エールで乾杯
キムが食堂の扉を開けると、中にいた冒険者達が一斉に振り向いた。
「おい、あの人この宿の主人じゃないか?」
「ああ、こっちには滅多に顔を出さないのに珍しいな」
「俺はここを何度も利用してるが、主人が食堂に来たのは初めて見たぜ」
ざわつく冒険者を意に介さず、キムは食堂にいる従業員に声をかけた。
「忙しいところ悪いが、席を一つ作ってくれ。椅子は4つだ」
「はい、ただいま」
突然現れた雇い主に慌てた従業員は、手に持っていた皿を近くに座っていた冒険者に押し付けて丸テーブルと椅子を持ってきた。そして部屋の奥の空いているスペースに席を設けた。
「お待たせしました。どうぞ、中へお入りください」
そう言ってキムは扉を押さえ、私達を中へと促した。
魔王様はキムに軽く会釈をし、悠然と食堂に足を踏み入れた。
冒険者達は、宿の主人が丁寧にもてなす青年を興味津々で見ていた。
皆、冒険者でない者が宿の食堂に現れた事にいぶかしんでいたが、魔王様の纏う雰囲気に気圧されたのか、席に着くまで誰も何も言わなかった。ただし、若い女性の冒険者達は、魔王様を見てきゃっきゃっとはしゃいではいたが。
一方、私とラーソンはそう言う訳にいかなかった。
私が扉をくぐると口笛を吹かれ、後から入ってきたラーソンには好奇の目が注がれた。
「え、あいつドワーフじゃないか?」
「いやまさか、ドワーフが冒険者用の宿にノコノコ来るわけないだろ」
「確かに。自ら狩られに来るようなもんだぜ」
ヒソヒソとささやき声が聞こえた。
そんな声を無視して歩いていると、一人の酔っぱらいが私の腕を掴んで強引に酌をさせようとした。

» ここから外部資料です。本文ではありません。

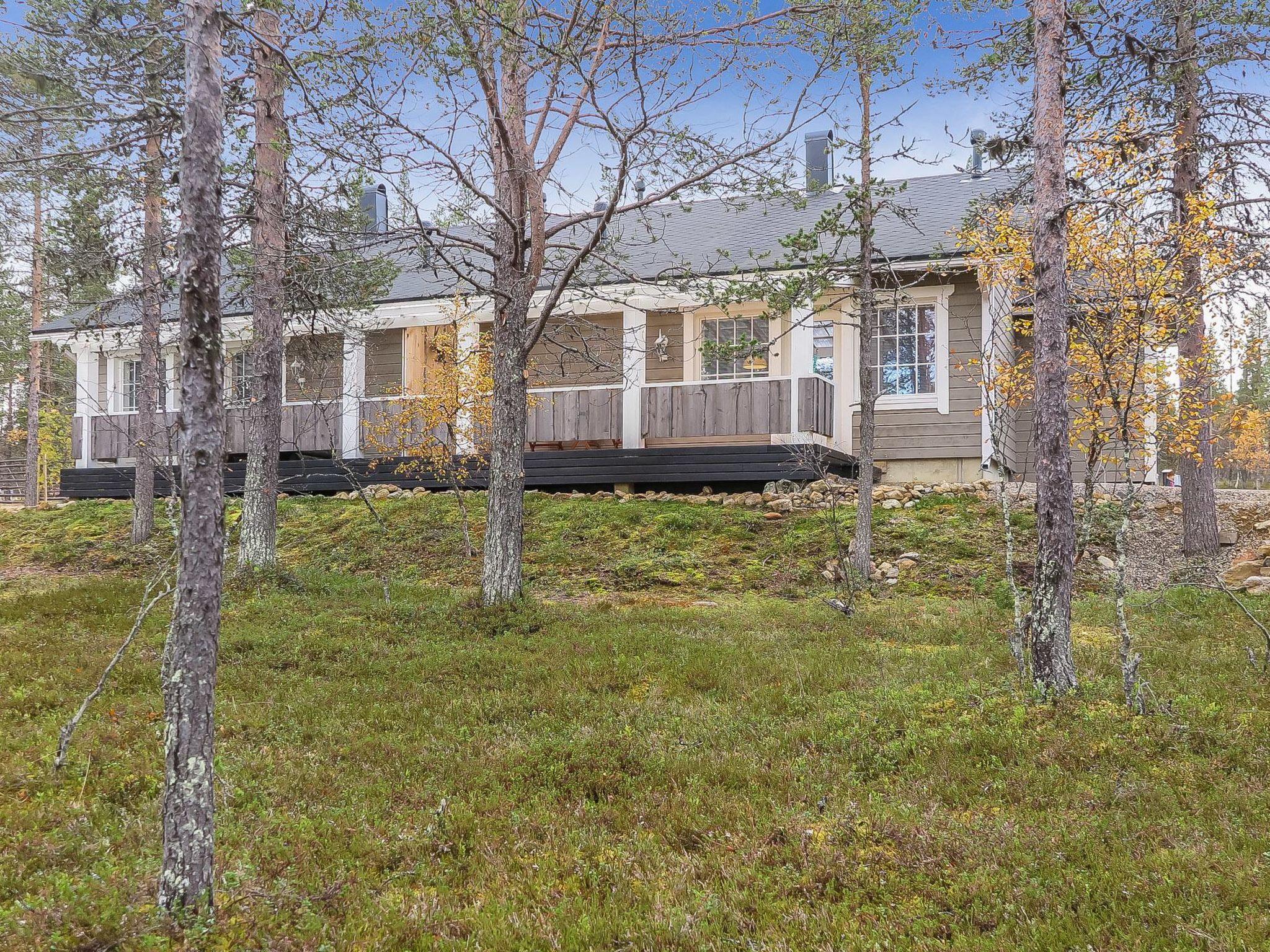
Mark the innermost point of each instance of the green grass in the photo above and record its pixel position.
(629, 770)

「よう、ねえちゃん、俺の隣に座って酌してくれよ。仲良くしようや」
そう言って、ぐいっと腕を引かれて傾いた私の体を、後ろに続くラーソンが支えてくれた。
「大丈夫か?・・・にいさん、こいつはうちの大事な職人なんだ。手荒な真似は勘弁してくれ」
酔っぱらいはラーソンを見ると、眉をつり上げて声を張り上げた。
「うるせぇ、ドワーフみてぇなツラしやがって。邪魔するな」
「わははははは。ドワーフか、そりゃあ、この自慢の髭と筋肉への褒め言葉と取っておくぜ」
ラーソンは酔っぱらいを全く相手にせず、私の腕から男の手を離すと茶目っ気たっぷりに言った。

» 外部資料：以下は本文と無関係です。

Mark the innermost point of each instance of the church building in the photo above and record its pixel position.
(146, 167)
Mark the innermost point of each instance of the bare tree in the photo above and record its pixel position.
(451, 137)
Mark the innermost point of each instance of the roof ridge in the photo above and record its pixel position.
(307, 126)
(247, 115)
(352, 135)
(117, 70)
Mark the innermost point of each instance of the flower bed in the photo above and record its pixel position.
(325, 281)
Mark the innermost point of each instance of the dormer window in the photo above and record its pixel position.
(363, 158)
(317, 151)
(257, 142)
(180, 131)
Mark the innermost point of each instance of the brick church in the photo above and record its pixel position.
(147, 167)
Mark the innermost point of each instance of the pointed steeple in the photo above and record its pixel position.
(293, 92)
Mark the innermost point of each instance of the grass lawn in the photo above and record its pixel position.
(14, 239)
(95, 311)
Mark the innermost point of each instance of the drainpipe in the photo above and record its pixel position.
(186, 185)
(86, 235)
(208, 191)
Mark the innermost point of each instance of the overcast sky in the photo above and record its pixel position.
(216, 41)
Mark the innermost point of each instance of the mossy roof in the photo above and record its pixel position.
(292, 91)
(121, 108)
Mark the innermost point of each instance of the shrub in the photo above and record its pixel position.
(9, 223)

「酌が欲しいなら、いくらでも俺がしてやるよ。飲み比べしようや」
そう言って酔っぱらいの席に座ると勝手に酒をゴブレットに注ぎ、「乾杯」と言って一気に飲み干した。
「ああ?何だこの薄めた酢みてぇな味は?こんなんでよく酔えたな?この国ではこんな物をありがたがって飲んでるのか?待ってろ、俺が今、本物のエールってやつを飲ませてやるよ」
ラーソンはそう言って食堂から走って出て行くと、すぐに酒樽を肩に担いで戻ってきた。
「うちの自慢のエールだ。これを飲んだら他のじゃ満足できなくなるぜ」
ラーソンは酔っぱらいにゴブレットを差し出してウィンクした。
調子を崩された酔っぱらいはしばらくラーソンを睨んでいたが、差し出されたゴブレットを奪うように取ると一気にあおった。そして、目を丸くしてラーソンの顔を見返した。
「うめぇ。こんなうまい酒、生まれて初めて飲んだぜ。もう一杯くれ」
「わはははは!そうだろう、そうだろう、いいとも、どんどん飲め」
ラーソンは自分も飲みながら酔っぱらいに酒を勧めた。
「おう、おっさん、俺にも飲ませてくれよ」
「こっちにもわけてくれ」
二人の様子を見ていた冒険者達がわらわらとラーソンを取り囲んだ。
「いいとも。ここで会ったのも何かの縁だ。たっぷり味わってくれ。ただし、この樽空にするまで潰れるんじゃねぇぞ」
ラーソンは陽気に笑って皆に酒を注いで回り、乾杯の音頭をとってあっという間に人気者となってしまった。
(すごいわ、こんなにすぐにお酒を飲ませる流れを作るなんて)
私自身が推薦したとはいえ、こんなにあっさりと事が運ぶとは思いもしなかった。